В дополнение к этим типично испанским суевериям Пабло перенял у Ольги все русские — Бог весть сколько их существует. Всякий раз перед путешествием, даже самым коротким, приходилось по русскому обычаю всем членам семьи сидеть в комнате, из которой предстояло уходить, не произнося ни слова минимум две минуты. После этого можно было отправляться в путь с полной уверенностью, что ничего дурного с нами не случится. Мы исполняли этот ритуал самым серьезным образом, и если кто-то из детей, смеялся и заговаривал, пока положенное время не истекло, приходилось начинать все сначала; в противном случае Пабло отказался бы ехать. Обычно он говорил, посмеиваясь: «О, я делаю это просто ради забавы. Понимаю, это не имеет никакого значения, но все-таки...».
И атеистом Пабло был только в принципе. Время от времени я получала письма от матери и бабушки, где они сообщали, что молятся за меня. Пабло всякий раз говорил: «Но им надо бы молиться и за меня тоже. Нехорошо забывать обо мне». Я спрашивала, какая ему разница, молятся за него или нет, раз он неверующий. Он отвечал: «Разница есть. Я хочу, чтобы они за меня молились. Такие люди верят во что-то, и молитвы им наверняка помогают. Так почему бы им не оказывать и мне этой поддержки?»
Существует давнее поверье, что один человек может обрести власть над другим, завладев его срезанными ногтями или волосами. Но если их сжигать, чтобы они не попали никому в руки, то можно лишиться жизни.

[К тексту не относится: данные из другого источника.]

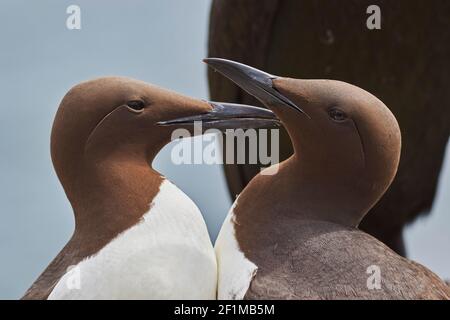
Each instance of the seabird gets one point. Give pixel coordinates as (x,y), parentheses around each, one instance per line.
(294,235)
(137,236)
(401,64)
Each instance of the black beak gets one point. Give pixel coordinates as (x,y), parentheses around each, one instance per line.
(229,116)
(256,82)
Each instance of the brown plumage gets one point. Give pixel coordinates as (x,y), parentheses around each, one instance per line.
(298,225)
(404,64)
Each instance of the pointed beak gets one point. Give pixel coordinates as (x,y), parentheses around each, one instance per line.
(256,82)
(228,116)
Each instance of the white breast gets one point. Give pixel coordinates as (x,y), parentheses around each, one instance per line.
(167,256)
(235,271)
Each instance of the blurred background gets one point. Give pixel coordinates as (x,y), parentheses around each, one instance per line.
(158,41)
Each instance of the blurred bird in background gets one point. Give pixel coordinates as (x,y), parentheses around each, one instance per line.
(404,64)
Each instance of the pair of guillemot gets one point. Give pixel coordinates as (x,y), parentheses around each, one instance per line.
(292,235)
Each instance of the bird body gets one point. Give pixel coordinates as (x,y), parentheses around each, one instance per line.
(137,236)
(293,231)
(160,257)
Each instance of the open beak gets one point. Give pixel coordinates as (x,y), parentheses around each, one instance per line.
(229,116)
(256,82)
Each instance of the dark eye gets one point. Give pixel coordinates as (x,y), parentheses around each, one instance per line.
(136,105)
(337,114)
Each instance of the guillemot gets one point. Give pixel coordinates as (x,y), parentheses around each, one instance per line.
(293,235)
(137,236)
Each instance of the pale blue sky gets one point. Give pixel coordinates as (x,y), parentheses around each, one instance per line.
(158,41)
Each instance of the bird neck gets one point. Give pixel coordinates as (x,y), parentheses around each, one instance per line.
(112,195)
(298,193)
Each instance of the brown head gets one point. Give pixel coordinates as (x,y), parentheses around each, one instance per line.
(346,141)
(107,131)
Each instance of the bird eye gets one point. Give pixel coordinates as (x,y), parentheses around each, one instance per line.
(136,105)
(337,115)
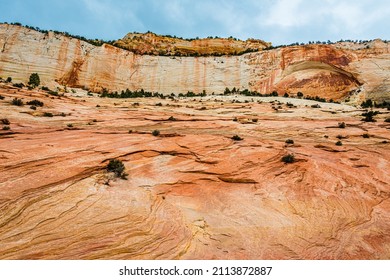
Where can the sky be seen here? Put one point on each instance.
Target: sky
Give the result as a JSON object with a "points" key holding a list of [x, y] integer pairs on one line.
{"points": [[276, 21]]}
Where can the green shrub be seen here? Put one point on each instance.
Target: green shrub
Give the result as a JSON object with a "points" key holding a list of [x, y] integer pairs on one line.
{"points": [[5, 121], [289, 158], [117, 167], [237, 138], [36, 103], [17, 102], [34, 80], [48, 114], [289, 141], [342, 125]]}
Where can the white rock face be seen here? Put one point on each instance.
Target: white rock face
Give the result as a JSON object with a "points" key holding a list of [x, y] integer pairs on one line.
{"points": [[330, 71]]}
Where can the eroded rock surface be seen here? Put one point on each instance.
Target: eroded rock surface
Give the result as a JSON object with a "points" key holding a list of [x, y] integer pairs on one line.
{"points": [[192, 192], [357, 71]]}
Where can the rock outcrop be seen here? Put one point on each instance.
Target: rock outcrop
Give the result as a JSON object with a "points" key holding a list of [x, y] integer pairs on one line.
{"points": [[337, 71], [192, 192]]}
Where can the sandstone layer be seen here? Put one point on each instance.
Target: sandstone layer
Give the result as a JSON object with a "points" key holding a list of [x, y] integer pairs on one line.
{"points": [[192, 192], [339, 71]]}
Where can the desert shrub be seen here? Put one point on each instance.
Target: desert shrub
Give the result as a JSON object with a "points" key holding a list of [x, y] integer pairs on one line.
{"points": [[5, 121], [36, 103], [48, 114], [341, 125], [369, 116], [289, 158], [237, 138], [117, 167], [289, 141], [34, 80], [18, 85], [17, 102]]}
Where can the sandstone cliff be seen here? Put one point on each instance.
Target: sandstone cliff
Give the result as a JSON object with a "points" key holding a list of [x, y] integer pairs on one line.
{"points": [[331, 71]]}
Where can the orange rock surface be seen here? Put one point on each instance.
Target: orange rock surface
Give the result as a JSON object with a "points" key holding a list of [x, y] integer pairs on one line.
{"points": [[341, 71], [192, 192]]}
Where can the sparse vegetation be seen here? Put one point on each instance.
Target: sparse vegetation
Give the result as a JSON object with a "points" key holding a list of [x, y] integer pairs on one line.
{"points": [[48, 114], [237, 138], [289, 158], [35, 103], [341, 125], [369, 116], [117, 167], [17, 102], [5, 121]]}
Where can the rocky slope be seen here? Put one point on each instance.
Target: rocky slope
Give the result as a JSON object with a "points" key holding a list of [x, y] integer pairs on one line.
{"points": [[331, 71], [192, 192]]}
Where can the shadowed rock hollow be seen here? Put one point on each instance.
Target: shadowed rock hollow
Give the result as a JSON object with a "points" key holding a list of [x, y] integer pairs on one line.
{"points": [[192, 192]]}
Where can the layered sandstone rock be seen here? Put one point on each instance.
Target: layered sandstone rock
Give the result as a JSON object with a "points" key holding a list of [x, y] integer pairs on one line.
{"points": [[337, 71], [192, 192]]}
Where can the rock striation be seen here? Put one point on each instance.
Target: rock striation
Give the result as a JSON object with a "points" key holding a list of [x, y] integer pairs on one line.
{"points": [[338, 71]]}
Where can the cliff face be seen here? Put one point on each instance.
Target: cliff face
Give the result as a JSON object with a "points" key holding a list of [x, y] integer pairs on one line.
{"points": [[330, 71]]}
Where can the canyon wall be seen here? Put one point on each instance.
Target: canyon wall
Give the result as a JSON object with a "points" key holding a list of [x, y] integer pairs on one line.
{"points": [[332, 71]]}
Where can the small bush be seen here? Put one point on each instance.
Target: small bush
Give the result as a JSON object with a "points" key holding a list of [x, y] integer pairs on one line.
{"points": [[18, 85], [5, 121], [289, 158], [369, 116], [48, 114], [117, 167], [17, 102], [34, 80], [35, 103], [342, 125], [237, 138]]}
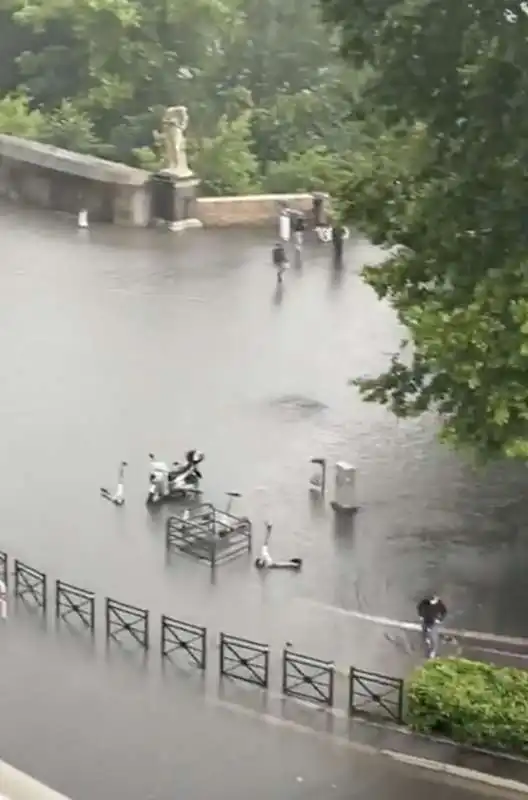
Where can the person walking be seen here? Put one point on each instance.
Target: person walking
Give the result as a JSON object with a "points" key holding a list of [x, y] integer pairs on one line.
{"points": [[280, 260]]}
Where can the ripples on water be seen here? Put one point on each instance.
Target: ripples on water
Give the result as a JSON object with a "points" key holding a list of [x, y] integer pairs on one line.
{"points": [[117, 344]]}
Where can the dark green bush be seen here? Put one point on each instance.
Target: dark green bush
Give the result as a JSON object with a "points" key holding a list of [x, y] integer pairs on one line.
{"points": [[471, 702]]}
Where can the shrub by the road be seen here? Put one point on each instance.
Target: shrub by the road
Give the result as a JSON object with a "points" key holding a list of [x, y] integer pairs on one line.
{"points": [[471, 702]]}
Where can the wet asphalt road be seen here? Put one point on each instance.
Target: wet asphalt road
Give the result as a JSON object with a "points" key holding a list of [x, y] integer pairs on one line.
{"points": [[116, 343], [93, 729]]}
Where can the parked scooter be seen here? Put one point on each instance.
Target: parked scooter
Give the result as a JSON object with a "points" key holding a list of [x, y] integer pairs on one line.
{"points": [[177, 482]]}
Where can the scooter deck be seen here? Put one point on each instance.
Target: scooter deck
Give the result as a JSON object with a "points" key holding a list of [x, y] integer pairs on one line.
{"points": [[294, 564], [109, 496]]}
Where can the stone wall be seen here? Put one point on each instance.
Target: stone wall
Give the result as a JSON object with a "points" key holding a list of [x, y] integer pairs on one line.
{"points": [[53, 178], [49, 177], [250, 210]]}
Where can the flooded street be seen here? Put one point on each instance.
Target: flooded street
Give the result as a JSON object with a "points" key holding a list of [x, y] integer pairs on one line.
{"points": [[114, 344]]}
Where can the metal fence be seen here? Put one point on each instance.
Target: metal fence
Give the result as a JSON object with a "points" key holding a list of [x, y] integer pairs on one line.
{"points": [[304, 677], [244, 660]]}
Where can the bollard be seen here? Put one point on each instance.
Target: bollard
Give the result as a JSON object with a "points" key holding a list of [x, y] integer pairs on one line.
{"points": [[318, 212], [3, 600], [284, 225], [345, 499], [338, 236], [318, 480]]}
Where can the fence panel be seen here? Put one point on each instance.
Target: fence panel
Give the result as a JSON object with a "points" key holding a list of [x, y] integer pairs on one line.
{"points": [[308, 678], [31, 586], [72, 601], [184, 636], [373, 694], [244, 660], [124, 621]]}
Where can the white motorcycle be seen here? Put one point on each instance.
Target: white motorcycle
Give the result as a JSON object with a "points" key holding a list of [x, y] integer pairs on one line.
{"points": [[176, 482]]}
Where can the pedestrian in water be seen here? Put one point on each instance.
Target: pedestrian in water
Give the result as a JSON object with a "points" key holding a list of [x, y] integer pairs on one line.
{"points": [[299, 226], [280, 260], [338, 236]]}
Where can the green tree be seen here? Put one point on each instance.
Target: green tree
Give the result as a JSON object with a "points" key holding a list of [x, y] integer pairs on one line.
{"points": [[18, 119], [446, 183], [225, 162]]}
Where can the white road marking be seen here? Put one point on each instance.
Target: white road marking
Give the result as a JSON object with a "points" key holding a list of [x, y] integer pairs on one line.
{"points": [[479, 636]]}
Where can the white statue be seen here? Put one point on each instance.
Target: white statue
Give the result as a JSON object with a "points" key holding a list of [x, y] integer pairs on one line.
{"points": [[174, 125]]}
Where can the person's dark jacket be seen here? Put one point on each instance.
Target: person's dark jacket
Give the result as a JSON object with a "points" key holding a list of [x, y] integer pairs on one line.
{"points": [[279, 255], [431, 612]]}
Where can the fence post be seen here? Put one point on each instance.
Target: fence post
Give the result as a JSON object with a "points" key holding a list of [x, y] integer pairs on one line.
{"points": [[162, 636], [44, 592], [284, 670], [17, 577], [401, 703], [221, 654], [57, 598], [203, 663], [351, 692], [147, 631]]}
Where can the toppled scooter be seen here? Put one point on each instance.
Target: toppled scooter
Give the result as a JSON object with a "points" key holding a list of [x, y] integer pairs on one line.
{"points": [[265, 561], [177, 482]]}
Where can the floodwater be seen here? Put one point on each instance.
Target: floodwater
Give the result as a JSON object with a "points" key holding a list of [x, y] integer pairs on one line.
{"points": [[114, 344]]}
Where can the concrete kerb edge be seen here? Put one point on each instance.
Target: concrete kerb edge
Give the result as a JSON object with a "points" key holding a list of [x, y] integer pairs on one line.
{"points": [[462, 773], [459, 772], [16, 785]]}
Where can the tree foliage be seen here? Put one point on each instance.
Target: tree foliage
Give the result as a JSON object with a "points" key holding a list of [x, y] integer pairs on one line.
{"points": [[470, 702], [446, 182], [261, 78]]}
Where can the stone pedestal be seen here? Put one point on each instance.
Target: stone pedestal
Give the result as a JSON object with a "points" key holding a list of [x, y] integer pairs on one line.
{"points": [[174, 200], [345, 499]]}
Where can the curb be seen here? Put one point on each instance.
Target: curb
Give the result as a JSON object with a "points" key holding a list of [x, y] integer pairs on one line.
{"points": [[16, 785], [463, 773], [459, 772]]}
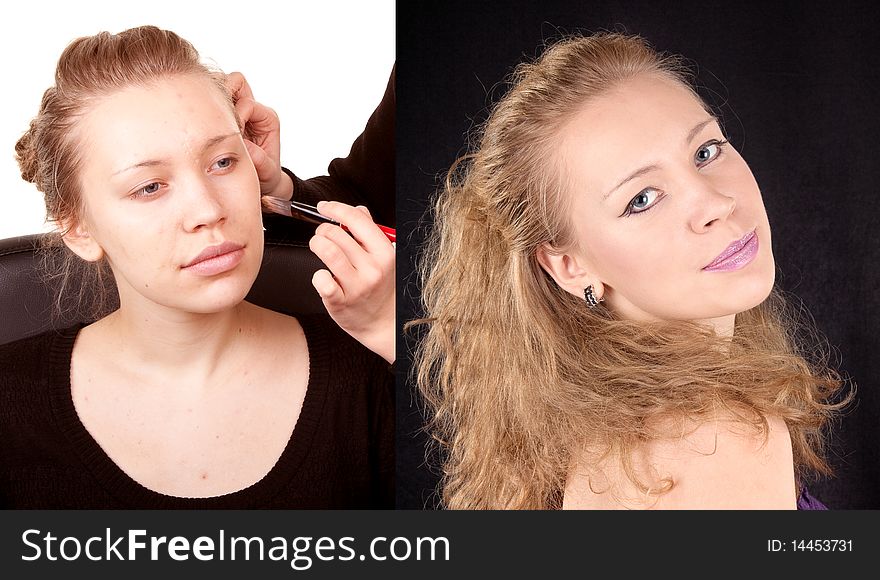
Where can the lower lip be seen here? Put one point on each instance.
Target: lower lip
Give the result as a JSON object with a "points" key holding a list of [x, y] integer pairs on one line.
{"points": [[738, 260], [218, 264]]}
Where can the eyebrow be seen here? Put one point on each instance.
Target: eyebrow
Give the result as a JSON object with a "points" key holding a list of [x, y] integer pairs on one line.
{"points": [[155, 162], [648, 168]]}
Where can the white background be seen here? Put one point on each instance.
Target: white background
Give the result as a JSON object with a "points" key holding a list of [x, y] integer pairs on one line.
{"points": [[321, 64]]}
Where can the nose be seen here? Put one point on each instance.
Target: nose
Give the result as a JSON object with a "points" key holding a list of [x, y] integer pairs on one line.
{"points": [[711, 207], [202, 204]]}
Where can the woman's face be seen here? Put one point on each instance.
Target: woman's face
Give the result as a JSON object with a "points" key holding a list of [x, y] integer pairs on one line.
{"points": [[171, 196], [667, 219]]}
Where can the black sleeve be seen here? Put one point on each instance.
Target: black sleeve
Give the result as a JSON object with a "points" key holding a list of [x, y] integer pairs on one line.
{"points": [[382, 447], [366, 176]]}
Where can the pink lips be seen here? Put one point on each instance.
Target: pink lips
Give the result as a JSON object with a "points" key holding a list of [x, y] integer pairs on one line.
{"points": [[735, 256], [217, 259]]}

Те, кто искренне в это верит, зачастую хранят срезанные ногти и волосы в мешочках, пока не найдут достаточно укромного места, чтобы убрать их туда с полным спокойствием. Пабло всегда очень не любил стричься. Месяцами ходил обросшим, но не мог заставить себя пойти в парикмахерскую. Заговаривать на эту тему было нельзя. Я уверена, что и этот страх, и прочие того же рода связаны с древним представлением о волосах как о символе мужской силы, как в библейской истории о Самсоне. Борода не представляла никакой проблемы, потому что Пабло ежедневно брился. Но волосы на голове — другое дело. И чем длиннее они вырастали, тем больше мучился Пабло при мысли о стрижке. Обычно он позволял мне остричь их или тайком стригся сам, в высшей степени уродливо. Как-то он познакомился в Валлорисе с испанцем-парикмахером по фамилии Ариас. И почему-то решил, что этот человек заслуживает доверия. С тех пор, когда стрижку больше нельзя было откладывать, Ариас приходил в «Валиссу». Куда девались волосы, я не знала, не знаю и по сей день. Они просто исчезали. Ариас, будучи испанцем, — превращался, пусть на краткое время во второе «я» Пабло, и Пабло полностью избавился от своих страхов. Потом в течение многих лет, несмотря на переезды Пабло в «Калифорнию» в Канне и «Нотр-дам-де Ви» в Мужене, Ариас продолжал приезжать по вызову и стричь его.